Die ehemalige Gemeinde Kinzigtal und Schiltach verbindet eine alte Nachbarschaft, wie Historiker Hans Harter aufzeigt.
Als der Bahnbeamte Ernst Summ 1959 in der Baugrube für sein Haus am Lehen einen alten Grenzstein fand, restaurierte er ihn und stellte ihn in den Garten. So sind seine Zeichen und Zahlen gut zu lesen: „1892“, die Nummer „3“, „G. Sch.“ für Gemarkung Schiltach, „G. K.Th.“ für Gemarkung „Kinzigthal“. Wo aber stießen diese beiden aneinander?
„Kinzigtal“ als Gemeinde entstand 1832, geht jedoch auf einen Vorläufer zurück: Die 1493 genannte „Vogty im Kinzigenthal“. Auch „Stab“ genannt, war es die verwaltungsmäßige Organisation rund um Halbmeil. Landesherr war Fürstenberg, von dem der „Stab Kinzigtal“ 1806 an Baden gedieh. Damals zählte er 140 Häuser mit 132 Familien und 1002 „Seelen“.
Flussaufwärts stieß Kinzigtal auf der rechten Seite beim Bohmen an Lehengericht, auf der linken reichte es hoch bis zum Kuhbach. Nur im Sulzbächle bestand eine Lehengerichter Exklave. Grenze zu Schiltach war die Flussmitte. So lagen die Bereiche vor Heubach, am Lehen, am Hirsch und der Häberlesberg in Kinzigtal, nicht in Schiltach. Schon im Mittelalter schied der Fluss die Herrschaften Fürstenberg und Württemberg. Als „natürliche“ Grenze war er nicht markiert. Was aber, wenn der Flusslauf sich veränderte?

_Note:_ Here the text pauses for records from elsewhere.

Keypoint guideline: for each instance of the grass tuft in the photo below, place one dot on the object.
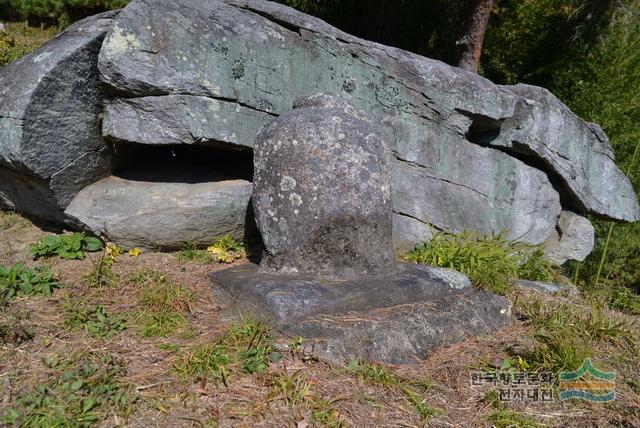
(489, 261)
(244, 348)
(77, 393)
(163, 307)
(292, 389)
(567, 334)
(94, 320)
(223, 250)
(509, 419)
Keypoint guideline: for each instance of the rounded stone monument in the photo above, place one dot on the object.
(321, 194)
(322, 203)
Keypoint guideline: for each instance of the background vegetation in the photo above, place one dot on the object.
(587, 52)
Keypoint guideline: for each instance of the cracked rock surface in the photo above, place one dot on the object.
(468, 154)
(50, 105)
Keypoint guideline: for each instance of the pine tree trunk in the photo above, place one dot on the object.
(477, 18)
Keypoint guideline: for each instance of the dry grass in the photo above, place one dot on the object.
(292, 390)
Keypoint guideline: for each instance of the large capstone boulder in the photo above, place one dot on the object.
(576, 152)
(469, 155)
(51, 143)
(322, 196)
(573, 240)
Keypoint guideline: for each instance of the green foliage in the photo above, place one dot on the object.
(94, 320)
(245, 348)
(374, 374)
(55, 12)
(566, 334)
(325, 415)
(19, 40)
(18, 280)
(292, 389)
(76, 394)
(13, 329)
(102, 275)
(191, 253)
(223, 250)
(531, 41)
(162, 307)
(490, 261)
(510, 419)
(429, 28)
(602, 88)
(11, 220)
(69, 247)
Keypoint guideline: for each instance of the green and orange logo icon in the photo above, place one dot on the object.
(588, 383)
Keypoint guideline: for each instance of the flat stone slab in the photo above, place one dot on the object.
(397, 318)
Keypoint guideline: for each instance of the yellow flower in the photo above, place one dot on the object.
(135, 252)
(214, 249)
(113, 250)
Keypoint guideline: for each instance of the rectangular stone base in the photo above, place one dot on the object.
(398, 318)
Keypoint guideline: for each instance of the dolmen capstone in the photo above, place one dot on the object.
(140, 125)
(328, 273)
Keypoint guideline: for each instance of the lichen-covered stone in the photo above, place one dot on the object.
(261, 56)
(322, 196)
(50, 106)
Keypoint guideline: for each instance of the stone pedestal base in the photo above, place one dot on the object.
(398, 318)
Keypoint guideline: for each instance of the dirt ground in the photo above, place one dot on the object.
(315, 394)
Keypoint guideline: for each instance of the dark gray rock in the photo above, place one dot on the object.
(396, 318)
(573, 241)
(261, 56)
(141, 211)
(50, 106)
(322, 196)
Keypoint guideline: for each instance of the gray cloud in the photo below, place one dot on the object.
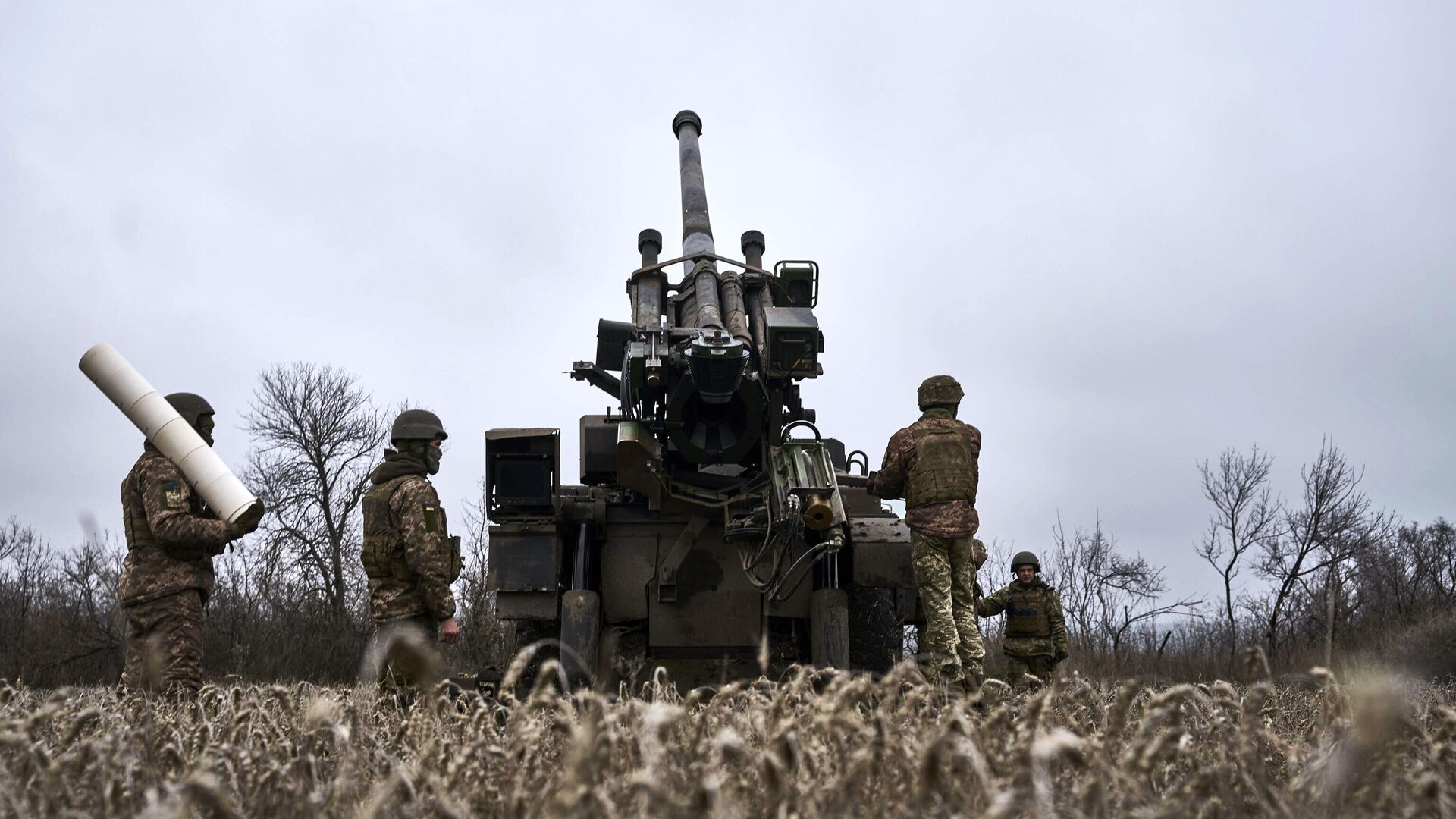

Dies geschah 1881. Da legte der badische Baudirektor Robert Gerwig die Lage des Bahnhofs Schiltach fest: „Unterhalb der Stadt, auf dem rechten Ufer der zu verlegenden Kinzig.“ Das bedeutete, dass der Fluss, der bisher einen Bogen zum Berghang am Lehen machte (heute: Firma Axor), zur Landstraße herüber wandern musste und ein neues, kanalartiges Bett bekam.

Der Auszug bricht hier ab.